Where she is skeptical is on the overreaching claims of cutting out intermediaries. “From a small farm region context, we often hear how startups are ‘getting rid of the middleman.’ Aggregation is critical and someone has to do it,” she says. “We see many of these companies going back to using middlemen albeit they now have a sexier title!”

Another trap for the agritech startups operating in the region, she notes, is a failure to either work with entrenched systems or find a viable way around them.“Agriculture and food supply are tough markets and farmers and supply chain actors have been around for a while. It is a price-sensitive market so figuring out your product market and value proposition is supercritical. A lot of agri-startups just scratch the surface and struggle with adoption.”

Future themes

Looking to the future, Verma sees three themes. “India today worries about food quality, nutrition, and climate change. By 2050 we will have a much cleaner supply chain both from a consumer ask and regulatory point of view. We are low on the protein curve and we will see an acceleration of protein consumption, however, plant-based proteins will be what will work in this market – we already have a lot of that, albeit from a different perspective.”

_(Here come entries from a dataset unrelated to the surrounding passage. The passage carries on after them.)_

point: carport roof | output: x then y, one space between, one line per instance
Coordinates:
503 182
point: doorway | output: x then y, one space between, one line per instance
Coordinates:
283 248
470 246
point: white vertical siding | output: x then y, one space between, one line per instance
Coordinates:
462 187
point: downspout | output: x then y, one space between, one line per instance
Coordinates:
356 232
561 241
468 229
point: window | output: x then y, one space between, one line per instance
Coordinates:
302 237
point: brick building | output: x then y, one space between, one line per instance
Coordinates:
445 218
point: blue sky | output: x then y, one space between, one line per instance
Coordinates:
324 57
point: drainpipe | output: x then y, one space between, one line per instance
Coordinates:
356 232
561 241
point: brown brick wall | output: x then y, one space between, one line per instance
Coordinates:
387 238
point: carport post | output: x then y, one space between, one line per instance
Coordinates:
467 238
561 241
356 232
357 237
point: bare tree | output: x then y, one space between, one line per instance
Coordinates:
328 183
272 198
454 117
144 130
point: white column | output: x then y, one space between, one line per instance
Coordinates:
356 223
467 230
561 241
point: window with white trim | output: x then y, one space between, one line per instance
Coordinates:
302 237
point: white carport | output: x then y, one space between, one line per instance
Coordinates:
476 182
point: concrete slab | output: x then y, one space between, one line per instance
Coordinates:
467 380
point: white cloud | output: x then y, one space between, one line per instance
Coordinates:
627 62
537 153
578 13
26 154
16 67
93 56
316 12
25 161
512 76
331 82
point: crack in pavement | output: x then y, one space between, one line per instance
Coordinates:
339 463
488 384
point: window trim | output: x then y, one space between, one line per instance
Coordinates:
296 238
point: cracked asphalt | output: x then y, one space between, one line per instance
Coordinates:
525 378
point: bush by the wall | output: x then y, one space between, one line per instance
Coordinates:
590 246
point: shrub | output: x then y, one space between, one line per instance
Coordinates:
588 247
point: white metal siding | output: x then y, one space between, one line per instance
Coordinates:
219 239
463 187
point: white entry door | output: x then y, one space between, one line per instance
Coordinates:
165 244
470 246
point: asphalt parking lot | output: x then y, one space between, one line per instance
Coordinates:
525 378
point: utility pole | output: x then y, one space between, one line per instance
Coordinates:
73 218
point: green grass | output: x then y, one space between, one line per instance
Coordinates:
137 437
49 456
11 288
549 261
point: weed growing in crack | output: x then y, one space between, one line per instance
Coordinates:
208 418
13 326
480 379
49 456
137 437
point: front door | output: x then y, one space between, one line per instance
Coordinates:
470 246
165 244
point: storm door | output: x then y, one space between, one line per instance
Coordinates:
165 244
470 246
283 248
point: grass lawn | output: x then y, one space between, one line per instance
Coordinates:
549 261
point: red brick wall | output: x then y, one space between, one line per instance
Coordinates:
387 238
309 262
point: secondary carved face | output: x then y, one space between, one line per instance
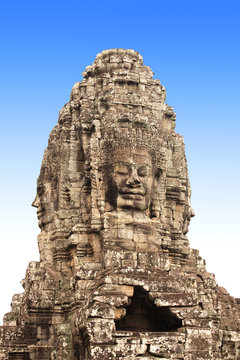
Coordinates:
44 204
131 179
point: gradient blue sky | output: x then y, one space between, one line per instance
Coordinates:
194 49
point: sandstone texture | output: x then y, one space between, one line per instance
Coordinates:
117 278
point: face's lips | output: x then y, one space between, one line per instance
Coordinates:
132 192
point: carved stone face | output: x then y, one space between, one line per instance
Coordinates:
44 204
131 179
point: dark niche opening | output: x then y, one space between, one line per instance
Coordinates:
18 356
143 315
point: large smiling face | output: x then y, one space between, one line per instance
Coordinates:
131 179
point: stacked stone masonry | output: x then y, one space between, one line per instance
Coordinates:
116 277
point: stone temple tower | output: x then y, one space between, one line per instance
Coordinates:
117 278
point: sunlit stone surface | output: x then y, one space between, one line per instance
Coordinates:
117 278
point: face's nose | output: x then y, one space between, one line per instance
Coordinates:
133 178
36 202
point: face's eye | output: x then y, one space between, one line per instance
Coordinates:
40 190
121 170
143 171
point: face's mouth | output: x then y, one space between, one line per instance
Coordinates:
136 191
132 195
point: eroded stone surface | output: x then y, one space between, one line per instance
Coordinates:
117 278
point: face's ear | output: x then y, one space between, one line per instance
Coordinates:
155 204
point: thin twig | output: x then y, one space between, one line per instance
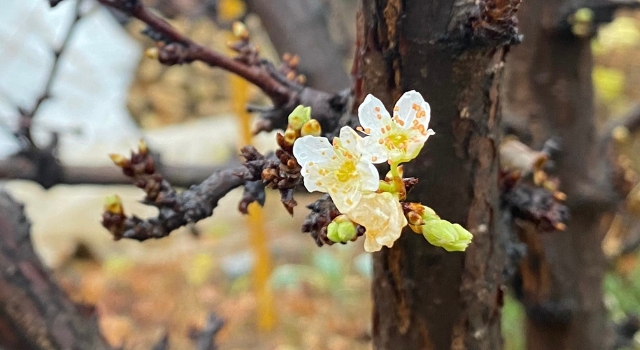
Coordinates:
27 115
281 86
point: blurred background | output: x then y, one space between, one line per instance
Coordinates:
106 95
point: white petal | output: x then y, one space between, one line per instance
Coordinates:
351 141
405 111
345 199
312 149
371 245
311 181
373 151
372 114
369 176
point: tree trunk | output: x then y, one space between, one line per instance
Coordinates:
453 53
549 92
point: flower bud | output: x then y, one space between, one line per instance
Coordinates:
299 117
442 233
425 212
312 127
240 31
151 53
119 160
290 136
143 149
113 204
389 177
341 229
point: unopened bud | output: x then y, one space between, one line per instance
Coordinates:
240 31
312 127
151 53
389 176
290 136
416 229
341 229
415 219
299 117
442 233
142 147
620 134
425 212
119 160
113 204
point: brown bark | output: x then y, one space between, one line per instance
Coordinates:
34 312
452 53
548 89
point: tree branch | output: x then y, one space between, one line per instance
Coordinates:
44 173
279 171
283 86
26 115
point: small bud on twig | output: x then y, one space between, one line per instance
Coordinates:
312 127
240 31
119 160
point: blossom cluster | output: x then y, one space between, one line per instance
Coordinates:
345 169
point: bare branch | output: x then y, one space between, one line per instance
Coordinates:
28 114
279 171
48 174
283 86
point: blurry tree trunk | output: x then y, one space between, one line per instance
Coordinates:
453 53
548 92
34 312
301 27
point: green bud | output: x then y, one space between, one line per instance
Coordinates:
341 229
583 15
312 127
299 116
429 214
442 233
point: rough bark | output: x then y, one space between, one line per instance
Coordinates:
452 52
548 90
34 312
300 27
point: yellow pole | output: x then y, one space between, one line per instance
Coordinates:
257 236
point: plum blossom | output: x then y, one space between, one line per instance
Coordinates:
340 169
382 216
399 138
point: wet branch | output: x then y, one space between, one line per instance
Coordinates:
282 85
177 209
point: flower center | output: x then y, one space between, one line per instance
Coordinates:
346 171
398 140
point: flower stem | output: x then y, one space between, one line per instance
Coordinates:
397 181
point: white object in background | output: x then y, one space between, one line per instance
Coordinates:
88 103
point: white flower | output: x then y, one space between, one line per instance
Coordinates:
339 169
382 215
398 139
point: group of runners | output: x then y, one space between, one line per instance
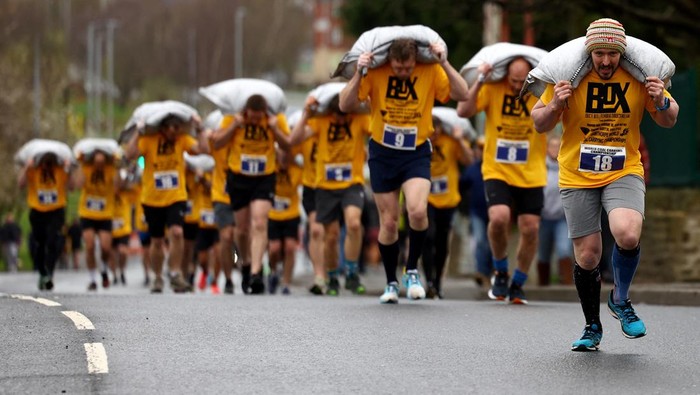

By 2050, she added, “we will move away from water-guzzling crops out of necessity and technology would be breeding ‘resistant’ crops to deal with the vagaries.” In the same vein, she also sees optimism in another trend: women in agtech. “There are “not enough women in VC which everyone knows,” she says, “but I am optimistic there are more women coming in and that should change the statistics.”

Women in agri-food companies in India, she cautions, “are close to nonexistent which I don’t understand. My advice is to work hard and find supporters and support systems to do what you want. Finding a mentor that can help you through this is very critical.”

Finally, Verma seems to believe the kitchen will have a harder time in the future — “we will cook less,” she predicts, “and place more online food orders!”